A young woman at work in the artisanal and small-scale mining (ASM) sector

Meanwhile, as the price of gold on the international markets keeps growing (it currently stands at 42,000 euros per kg of gold), we can be certain that the ASM gold sector will continue its existence. This is not a problem that will simply go away on its own whilst governments or companies refuse to engage with the ASM sector. ASM gold miners do not mine because the jewellery industry needs newly mined gold in addition to recycled gold; they mine because the gold is money. Gold mining is their best economic opportunity. 
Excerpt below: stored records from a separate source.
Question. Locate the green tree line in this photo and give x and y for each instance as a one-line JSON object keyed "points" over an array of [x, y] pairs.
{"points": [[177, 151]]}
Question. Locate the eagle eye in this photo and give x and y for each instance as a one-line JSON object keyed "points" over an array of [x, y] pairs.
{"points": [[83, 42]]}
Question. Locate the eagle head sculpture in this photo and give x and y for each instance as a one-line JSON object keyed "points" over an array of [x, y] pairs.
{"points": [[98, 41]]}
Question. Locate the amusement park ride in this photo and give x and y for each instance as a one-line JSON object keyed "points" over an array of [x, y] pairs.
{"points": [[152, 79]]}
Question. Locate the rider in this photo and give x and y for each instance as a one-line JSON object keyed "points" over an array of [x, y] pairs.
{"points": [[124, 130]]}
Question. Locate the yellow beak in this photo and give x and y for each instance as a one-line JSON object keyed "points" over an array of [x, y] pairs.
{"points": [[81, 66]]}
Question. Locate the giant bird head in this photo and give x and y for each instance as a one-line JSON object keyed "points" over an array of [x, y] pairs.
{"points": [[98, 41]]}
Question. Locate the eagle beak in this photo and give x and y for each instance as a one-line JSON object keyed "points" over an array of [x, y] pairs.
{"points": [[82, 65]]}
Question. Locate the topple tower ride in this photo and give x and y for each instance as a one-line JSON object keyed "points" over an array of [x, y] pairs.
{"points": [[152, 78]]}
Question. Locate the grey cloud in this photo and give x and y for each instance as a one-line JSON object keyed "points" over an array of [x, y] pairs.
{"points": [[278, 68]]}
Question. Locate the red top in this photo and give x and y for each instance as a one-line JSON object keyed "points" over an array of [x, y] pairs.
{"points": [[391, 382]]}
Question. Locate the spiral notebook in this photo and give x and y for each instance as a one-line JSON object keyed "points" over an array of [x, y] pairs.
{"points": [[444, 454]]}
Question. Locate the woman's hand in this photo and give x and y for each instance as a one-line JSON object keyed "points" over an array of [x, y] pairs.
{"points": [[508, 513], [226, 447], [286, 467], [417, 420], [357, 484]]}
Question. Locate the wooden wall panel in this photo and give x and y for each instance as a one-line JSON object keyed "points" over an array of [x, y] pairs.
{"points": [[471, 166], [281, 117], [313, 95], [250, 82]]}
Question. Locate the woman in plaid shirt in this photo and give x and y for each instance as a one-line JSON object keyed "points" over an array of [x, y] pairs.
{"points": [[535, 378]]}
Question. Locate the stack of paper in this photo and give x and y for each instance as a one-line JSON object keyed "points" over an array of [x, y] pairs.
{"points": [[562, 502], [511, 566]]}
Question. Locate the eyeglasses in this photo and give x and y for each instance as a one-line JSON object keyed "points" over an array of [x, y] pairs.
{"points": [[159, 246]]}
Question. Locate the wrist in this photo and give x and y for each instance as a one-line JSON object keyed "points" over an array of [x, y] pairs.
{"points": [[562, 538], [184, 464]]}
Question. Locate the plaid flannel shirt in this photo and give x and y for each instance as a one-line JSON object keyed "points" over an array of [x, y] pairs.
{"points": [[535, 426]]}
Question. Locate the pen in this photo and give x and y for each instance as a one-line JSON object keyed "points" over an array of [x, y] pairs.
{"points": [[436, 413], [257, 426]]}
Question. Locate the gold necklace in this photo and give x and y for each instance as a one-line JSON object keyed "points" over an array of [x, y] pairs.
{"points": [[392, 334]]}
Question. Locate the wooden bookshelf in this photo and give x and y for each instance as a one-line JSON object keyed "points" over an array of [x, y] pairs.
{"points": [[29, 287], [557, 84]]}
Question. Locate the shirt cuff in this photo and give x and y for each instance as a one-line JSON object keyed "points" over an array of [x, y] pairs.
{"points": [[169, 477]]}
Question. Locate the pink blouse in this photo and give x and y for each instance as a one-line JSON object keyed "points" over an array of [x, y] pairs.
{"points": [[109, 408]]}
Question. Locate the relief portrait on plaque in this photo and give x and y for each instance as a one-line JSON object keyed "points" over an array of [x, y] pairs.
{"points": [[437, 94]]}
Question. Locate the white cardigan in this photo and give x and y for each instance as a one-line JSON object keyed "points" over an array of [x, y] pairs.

Change in the ASM sector requires that governments, especially those of the gold and mineral producing countries, and the gold industry players acknowledge their responsibility and act upon it. Only then can we tackle the problems in this sector: through joint efforts towards formalization of ASM and addressing the ongoing harmful practices, among which child labour, mercury use, occupational health and safety, women’s rights, and environmental responsibility. The jewellery sector, in particular, has an important role to play in increasing the investments made in ASM gold.

Our Golden Line photo exhibition on display in the central hall at the IGF-AGM conference space in Geneva in October. This photo exhibition is currently travelling internationally

Successful cooperation with ASM is possible

Our track record in the gold sector has shown that successful cooperation with ASM gold mines and improving the situation for ASM miners, including women miners, is possible. A requirement for success is a pro-active and constructive engagement with ASM miners, by both public and privat
e sector stakeholders.

The Gender Stakeholder Statement indicates that women themselves should be directly involved in the process of improving the practices and working towards better livelihoods. With our Golden Line programme in Tanzania and Ghana, in cooperation with our partners Simavi and Healthy Entrepreneurs, we work together with ASM women gold miners, empowering them to improve their economic situations and livelihoods. 

The special Golden Line photo exhibition, which aims to give these female miners a face and a voice, is currently on an international tour, displayed at international organizations’ quarters in various countries.